Police officers fear that everyone could be armed. Too many are and the result is senseless death by bullets.Bullets are flying in some of our neighborhoods. Innocent people like Birdell Beeks, a beloved grandmother was shot and killed by a stray bullet while sitting in her car in Northeast Minneapolis. Last week, after the tragic and heinous shooting of Philander Castile, 2 babies were shot in their father’s car when bullets were fired in North Minneapolis. A 2 year old died and a 15 month old was injured. (…)

The gun lobby is profiting off of our fears. They are encouraging, to the tune of over $14 billion dollars a year, the arming of America. They are promoting fear of “the other” to get people to buy guns. And the result is an armed society where no one knows who is the good guy with a gun and who is a bad guy with a gun anymore. An armed society is not a polite society.

One of the officers who attended this event told me during a conversation that the police department has to have more guns and more high caliber weapons like assault rifles now to keep up with what citizens have. Indeed, in Duluth, a man was arrested after making threats with an AR-15 on Friday night:

Police executed a search warrant at Davis’ residence and found a loaded Hi-Point brand 9 mm assault rifle between the mattress and box spring of his bed, the complaint said. Officers said the serial number had been scratched off the weapon, which appeared to be fully automatic and fully functional.

Fully automatic? Luckily that did not result in a shooting but it easily could have.
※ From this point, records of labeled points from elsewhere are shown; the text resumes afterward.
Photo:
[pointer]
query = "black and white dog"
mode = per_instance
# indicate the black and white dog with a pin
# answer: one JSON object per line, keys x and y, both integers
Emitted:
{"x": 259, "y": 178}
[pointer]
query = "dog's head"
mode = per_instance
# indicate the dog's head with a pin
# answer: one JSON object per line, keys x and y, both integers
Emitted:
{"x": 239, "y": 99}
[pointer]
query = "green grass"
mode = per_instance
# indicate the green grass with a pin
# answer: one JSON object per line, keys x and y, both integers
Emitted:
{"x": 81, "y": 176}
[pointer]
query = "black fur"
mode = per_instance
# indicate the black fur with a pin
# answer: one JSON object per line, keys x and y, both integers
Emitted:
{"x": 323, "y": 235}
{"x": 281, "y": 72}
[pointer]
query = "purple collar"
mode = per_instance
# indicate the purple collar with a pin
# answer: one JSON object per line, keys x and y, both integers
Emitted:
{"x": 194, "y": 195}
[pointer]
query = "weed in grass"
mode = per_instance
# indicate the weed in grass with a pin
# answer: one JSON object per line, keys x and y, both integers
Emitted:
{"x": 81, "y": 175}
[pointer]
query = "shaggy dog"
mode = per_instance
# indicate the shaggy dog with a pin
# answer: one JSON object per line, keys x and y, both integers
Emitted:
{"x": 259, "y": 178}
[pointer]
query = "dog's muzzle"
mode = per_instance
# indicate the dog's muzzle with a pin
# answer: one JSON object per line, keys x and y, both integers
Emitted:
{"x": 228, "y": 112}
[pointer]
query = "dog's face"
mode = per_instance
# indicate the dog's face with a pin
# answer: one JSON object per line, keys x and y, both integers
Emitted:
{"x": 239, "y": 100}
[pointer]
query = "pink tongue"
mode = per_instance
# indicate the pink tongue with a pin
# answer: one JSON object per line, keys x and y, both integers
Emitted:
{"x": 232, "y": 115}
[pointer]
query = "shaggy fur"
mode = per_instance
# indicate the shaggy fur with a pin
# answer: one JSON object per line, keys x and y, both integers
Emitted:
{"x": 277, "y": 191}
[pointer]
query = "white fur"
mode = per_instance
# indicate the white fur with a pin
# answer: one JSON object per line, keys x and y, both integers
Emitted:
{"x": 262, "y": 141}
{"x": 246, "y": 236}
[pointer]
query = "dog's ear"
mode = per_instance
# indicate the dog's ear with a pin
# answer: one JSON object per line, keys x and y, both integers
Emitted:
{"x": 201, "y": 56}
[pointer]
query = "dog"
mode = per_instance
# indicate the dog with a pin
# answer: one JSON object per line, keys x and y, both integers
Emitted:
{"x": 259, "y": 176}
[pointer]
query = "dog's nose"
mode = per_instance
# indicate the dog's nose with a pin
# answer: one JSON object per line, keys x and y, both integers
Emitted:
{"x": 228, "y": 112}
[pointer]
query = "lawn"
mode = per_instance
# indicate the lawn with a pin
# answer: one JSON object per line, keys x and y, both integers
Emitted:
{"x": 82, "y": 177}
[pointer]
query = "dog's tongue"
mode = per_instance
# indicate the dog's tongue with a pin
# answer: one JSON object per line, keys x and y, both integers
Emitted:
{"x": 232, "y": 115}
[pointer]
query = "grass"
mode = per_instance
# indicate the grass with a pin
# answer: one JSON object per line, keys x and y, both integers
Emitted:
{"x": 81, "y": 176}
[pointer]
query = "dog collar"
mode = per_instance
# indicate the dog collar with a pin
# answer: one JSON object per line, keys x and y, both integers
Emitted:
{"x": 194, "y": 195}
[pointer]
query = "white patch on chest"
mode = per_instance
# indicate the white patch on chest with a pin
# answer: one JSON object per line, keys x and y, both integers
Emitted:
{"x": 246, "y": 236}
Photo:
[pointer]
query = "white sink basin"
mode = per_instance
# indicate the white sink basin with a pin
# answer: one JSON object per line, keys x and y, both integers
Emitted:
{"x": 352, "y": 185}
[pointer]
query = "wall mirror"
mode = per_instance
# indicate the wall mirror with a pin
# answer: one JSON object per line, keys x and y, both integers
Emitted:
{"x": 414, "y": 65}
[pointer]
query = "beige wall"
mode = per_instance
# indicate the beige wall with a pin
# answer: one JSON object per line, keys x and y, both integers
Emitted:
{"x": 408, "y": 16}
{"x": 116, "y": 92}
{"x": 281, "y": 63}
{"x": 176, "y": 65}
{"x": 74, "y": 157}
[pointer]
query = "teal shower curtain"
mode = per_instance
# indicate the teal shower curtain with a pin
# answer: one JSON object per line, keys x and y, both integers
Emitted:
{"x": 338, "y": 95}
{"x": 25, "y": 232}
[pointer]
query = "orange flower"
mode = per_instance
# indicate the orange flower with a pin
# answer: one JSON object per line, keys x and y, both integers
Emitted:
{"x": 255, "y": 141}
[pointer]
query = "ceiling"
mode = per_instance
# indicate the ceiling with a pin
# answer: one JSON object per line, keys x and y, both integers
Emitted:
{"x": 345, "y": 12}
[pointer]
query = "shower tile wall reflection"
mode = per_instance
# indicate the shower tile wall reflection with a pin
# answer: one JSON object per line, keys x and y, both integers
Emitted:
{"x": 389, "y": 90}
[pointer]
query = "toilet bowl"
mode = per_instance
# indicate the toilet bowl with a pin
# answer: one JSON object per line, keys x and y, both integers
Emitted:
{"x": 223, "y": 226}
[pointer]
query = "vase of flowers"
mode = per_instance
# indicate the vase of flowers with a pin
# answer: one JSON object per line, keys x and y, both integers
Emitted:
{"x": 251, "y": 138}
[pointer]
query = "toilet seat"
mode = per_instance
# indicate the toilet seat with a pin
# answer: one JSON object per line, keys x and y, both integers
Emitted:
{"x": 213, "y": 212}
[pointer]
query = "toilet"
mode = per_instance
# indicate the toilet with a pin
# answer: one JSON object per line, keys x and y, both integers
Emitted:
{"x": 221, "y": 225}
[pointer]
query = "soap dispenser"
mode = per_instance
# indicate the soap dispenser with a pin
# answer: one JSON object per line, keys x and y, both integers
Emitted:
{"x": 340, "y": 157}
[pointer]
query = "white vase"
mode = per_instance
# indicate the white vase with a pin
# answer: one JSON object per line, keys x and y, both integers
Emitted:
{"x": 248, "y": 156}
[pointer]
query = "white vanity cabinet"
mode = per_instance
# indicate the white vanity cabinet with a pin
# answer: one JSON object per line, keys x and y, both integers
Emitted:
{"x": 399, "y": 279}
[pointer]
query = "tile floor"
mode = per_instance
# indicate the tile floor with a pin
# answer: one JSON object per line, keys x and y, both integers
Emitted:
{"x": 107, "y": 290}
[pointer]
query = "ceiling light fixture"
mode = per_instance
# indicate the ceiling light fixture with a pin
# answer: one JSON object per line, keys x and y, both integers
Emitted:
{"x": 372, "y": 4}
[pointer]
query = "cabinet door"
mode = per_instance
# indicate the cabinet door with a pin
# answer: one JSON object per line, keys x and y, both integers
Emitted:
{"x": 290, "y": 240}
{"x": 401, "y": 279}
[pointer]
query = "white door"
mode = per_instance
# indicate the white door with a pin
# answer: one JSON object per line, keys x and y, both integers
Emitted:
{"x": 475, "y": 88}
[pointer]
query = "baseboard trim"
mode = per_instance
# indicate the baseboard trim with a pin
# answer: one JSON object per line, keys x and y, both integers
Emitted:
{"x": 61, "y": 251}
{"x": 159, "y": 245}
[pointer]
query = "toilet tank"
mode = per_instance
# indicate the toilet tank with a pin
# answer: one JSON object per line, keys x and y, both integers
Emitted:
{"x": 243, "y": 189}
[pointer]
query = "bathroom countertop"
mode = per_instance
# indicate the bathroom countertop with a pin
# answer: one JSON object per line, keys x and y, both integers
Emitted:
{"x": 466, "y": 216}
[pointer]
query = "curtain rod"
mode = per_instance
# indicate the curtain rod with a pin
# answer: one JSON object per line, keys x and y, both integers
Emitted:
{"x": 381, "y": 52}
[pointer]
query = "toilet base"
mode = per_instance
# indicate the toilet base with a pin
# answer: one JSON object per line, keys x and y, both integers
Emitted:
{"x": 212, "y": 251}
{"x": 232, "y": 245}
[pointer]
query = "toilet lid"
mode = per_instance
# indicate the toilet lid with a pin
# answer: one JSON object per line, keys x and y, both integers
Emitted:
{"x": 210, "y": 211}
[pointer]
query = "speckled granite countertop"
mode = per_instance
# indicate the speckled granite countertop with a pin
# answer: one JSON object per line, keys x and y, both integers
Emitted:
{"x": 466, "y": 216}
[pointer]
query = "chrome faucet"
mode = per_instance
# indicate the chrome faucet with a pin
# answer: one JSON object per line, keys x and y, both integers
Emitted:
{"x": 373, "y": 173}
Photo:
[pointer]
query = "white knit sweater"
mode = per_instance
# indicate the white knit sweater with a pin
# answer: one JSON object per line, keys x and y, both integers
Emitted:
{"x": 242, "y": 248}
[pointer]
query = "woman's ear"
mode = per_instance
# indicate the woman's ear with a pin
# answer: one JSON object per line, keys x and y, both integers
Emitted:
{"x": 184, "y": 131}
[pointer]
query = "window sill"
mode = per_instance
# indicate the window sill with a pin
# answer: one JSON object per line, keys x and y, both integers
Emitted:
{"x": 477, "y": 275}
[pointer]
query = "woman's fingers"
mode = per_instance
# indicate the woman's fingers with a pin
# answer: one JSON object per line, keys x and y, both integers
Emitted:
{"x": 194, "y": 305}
Everyone is afraid of everyone else. They have good reason. I just learned of the shooting death of 3 Baton Rouge, LA police officers. A man apparently walking around with an assault style rifle opened fire on the officers. A bystander called to report this person. How did she know the difference between a good guy with a gun and a bad guy with a gun? More on this later but several days ago, Baton Rouge police were put on alert when there was a threat of a shooting of officers. People were arrested after they had stolen guns:

Authorities in Baton Rouge said this week that a teenager accused of stealing guns during a burglary told investigators that he and others involved were seeking bullets to shoot officers there. Officials said that they deemed this threat to be so credible that it shaped their response to protests over the death of Alton Sterling.
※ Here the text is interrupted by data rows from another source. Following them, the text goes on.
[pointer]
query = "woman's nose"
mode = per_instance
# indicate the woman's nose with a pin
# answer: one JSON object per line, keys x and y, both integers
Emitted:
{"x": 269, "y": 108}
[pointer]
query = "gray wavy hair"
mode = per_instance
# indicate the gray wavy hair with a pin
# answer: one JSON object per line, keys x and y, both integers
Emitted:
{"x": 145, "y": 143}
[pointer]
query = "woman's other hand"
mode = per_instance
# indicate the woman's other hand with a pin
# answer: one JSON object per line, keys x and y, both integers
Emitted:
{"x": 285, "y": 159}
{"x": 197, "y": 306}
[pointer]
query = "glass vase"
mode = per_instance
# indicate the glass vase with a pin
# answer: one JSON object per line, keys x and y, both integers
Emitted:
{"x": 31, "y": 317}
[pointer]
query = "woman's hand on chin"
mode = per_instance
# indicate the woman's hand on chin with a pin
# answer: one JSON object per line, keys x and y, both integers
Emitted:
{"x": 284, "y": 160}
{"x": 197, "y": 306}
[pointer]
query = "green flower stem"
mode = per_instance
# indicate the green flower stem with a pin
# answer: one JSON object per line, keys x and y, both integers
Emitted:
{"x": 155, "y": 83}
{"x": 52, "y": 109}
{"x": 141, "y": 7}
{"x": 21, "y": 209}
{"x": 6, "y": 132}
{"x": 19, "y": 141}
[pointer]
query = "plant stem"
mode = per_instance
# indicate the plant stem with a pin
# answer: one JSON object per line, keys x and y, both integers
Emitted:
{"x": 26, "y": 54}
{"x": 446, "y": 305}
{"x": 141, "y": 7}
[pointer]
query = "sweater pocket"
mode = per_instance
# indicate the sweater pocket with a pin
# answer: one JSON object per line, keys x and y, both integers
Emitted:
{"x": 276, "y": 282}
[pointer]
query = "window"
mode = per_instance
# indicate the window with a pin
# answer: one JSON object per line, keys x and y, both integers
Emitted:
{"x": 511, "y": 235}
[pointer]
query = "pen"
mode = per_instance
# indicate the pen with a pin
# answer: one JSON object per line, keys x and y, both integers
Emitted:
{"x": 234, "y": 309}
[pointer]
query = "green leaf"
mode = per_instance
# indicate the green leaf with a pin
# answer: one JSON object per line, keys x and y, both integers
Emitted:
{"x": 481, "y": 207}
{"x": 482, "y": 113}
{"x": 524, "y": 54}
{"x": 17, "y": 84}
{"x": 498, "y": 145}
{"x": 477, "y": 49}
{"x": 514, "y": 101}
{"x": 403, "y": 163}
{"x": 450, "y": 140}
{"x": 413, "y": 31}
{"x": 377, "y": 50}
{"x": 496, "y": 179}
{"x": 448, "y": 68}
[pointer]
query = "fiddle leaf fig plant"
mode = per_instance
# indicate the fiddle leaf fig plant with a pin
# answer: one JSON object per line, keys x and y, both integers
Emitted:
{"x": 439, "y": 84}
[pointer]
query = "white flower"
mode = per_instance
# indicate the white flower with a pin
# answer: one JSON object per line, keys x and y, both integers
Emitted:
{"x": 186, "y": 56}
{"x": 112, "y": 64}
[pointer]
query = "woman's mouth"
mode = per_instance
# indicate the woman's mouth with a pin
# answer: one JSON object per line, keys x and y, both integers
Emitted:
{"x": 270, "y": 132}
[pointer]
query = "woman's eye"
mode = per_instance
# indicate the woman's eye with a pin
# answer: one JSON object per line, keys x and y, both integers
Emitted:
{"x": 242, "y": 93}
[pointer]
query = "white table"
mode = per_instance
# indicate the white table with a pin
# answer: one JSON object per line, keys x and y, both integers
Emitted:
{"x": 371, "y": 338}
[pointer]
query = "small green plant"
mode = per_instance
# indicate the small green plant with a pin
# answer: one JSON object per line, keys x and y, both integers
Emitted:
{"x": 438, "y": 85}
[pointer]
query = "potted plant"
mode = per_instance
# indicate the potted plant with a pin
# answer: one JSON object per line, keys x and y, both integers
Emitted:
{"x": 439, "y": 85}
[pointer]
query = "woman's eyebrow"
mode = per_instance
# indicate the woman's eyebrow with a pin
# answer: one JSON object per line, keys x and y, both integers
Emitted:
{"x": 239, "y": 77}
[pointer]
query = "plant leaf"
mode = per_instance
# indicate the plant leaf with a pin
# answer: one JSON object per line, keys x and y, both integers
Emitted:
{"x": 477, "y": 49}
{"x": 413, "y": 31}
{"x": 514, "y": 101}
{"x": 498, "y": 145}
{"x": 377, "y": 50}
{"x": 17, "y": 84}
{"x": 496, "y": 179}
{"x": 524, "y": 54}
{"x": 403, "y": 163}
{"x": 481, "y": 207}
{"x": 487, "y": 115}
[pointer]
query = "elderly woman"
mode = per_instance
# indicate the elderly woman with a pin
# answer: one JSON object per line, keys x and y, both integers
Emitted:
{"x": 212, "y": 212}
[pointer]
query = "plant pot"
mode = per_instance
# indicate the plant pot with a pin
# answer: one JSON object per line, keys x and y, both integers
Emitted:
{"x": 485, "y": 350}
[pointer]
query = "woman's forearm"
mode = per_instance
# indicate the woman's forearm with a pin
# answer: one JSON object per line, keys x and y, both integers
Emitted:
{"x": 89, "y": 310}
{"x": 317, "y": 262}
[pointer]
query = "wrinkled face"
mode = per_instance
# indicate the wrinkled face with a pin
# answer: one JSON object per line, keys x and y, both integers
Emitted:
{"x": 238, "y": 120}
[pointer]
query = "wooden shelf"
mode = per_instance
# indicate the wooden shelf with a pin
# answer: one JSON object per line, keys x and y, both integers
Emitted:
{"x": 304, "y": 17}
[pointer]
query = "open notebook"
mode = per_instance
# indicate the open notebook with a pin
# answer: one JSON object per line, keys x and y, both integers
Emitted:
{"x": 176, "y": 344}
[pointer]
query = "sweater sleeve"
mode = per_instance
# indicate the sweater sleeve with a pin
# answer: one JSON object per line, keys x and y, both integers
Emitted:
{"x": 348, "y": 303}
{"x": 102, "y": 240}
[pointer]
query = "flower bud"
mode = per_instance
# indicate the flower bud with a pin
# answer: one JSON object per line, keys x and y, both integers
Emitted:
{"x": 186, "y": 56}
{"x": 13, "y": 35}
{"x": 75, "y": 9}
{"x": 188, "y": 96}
Police say that they arrested three people related to the theft, which occurred early Saturday morning at a pawn shop more than 2 miles from the food mart where Sterling was fatally shot by officers four days earlier.

These are our nation’s young people. What is happening in our country? Teens and guns are not a good mix.

People have had #Enough. It’s past time to do something.

A high school freshman wrote this one. Please read it and listen to the voices of our children. They know more than many of the adults in the country. From her letter:

We shouldn’t ban guns totally, as that would jeopardize the basic need of self-defense, but we should not give unlimited access to all sorts of guns in the name of the Constitution. Our neighbor Canada has restricted certain guns from civilian use. In the past year Canada had 172 deaths related to firearms, whereas the United States had 12,236 firearms-related deaths. We ought to follow our neighbor in restricting certain assault rifles and administering appropriate background checks. This way we can ensure the safety of our people and respect our constitutional right.

An older gentleman, known to me, wrote this one, with equal reasonable arguments in favor of gun safety reform and gun violence prevention:

How much, we need to ask ourselves, was Johnson responsible for these killings? And how much are our laws, our militarism and our elected officials responsible? If the United States is “the land of the free and the home of the brave,” does this mean we are free to shoot one another: white police shooting young blacks, unbalanced blacks shooting white police, husbands and boyfriends shooting wives and girlfriends, so many people shooting so many other people — and so freely? Not bravely, certainly, but cowardly.

The New York Times quoted the police chief of Milwaukee on July 8: “We’re the most heavily armed violent society in the history of Western civilization.”

Who is responsible for that?

Indeed. Who is responsible? Not the over 90% who want reasonable gun laws. How about our leaders? How about the gun lobby? How about our culture of guns?

They are right. They make more common sense than our own leaders. Why aren’t they saying things like this? Good question. Apparently they don’t have the backbone to stand for what is right.

Here is a short list of some of the latest shootings for your perusal:

One woman killed and others injured in separate events in Minneapolis last night.

12 shot and injured near Cleveland in one night. Yes, you read that right. Cleveland where the Republican Convention starts tomorrow.

2 people are dead from gunshot injuries in St. Joseph, Missouri.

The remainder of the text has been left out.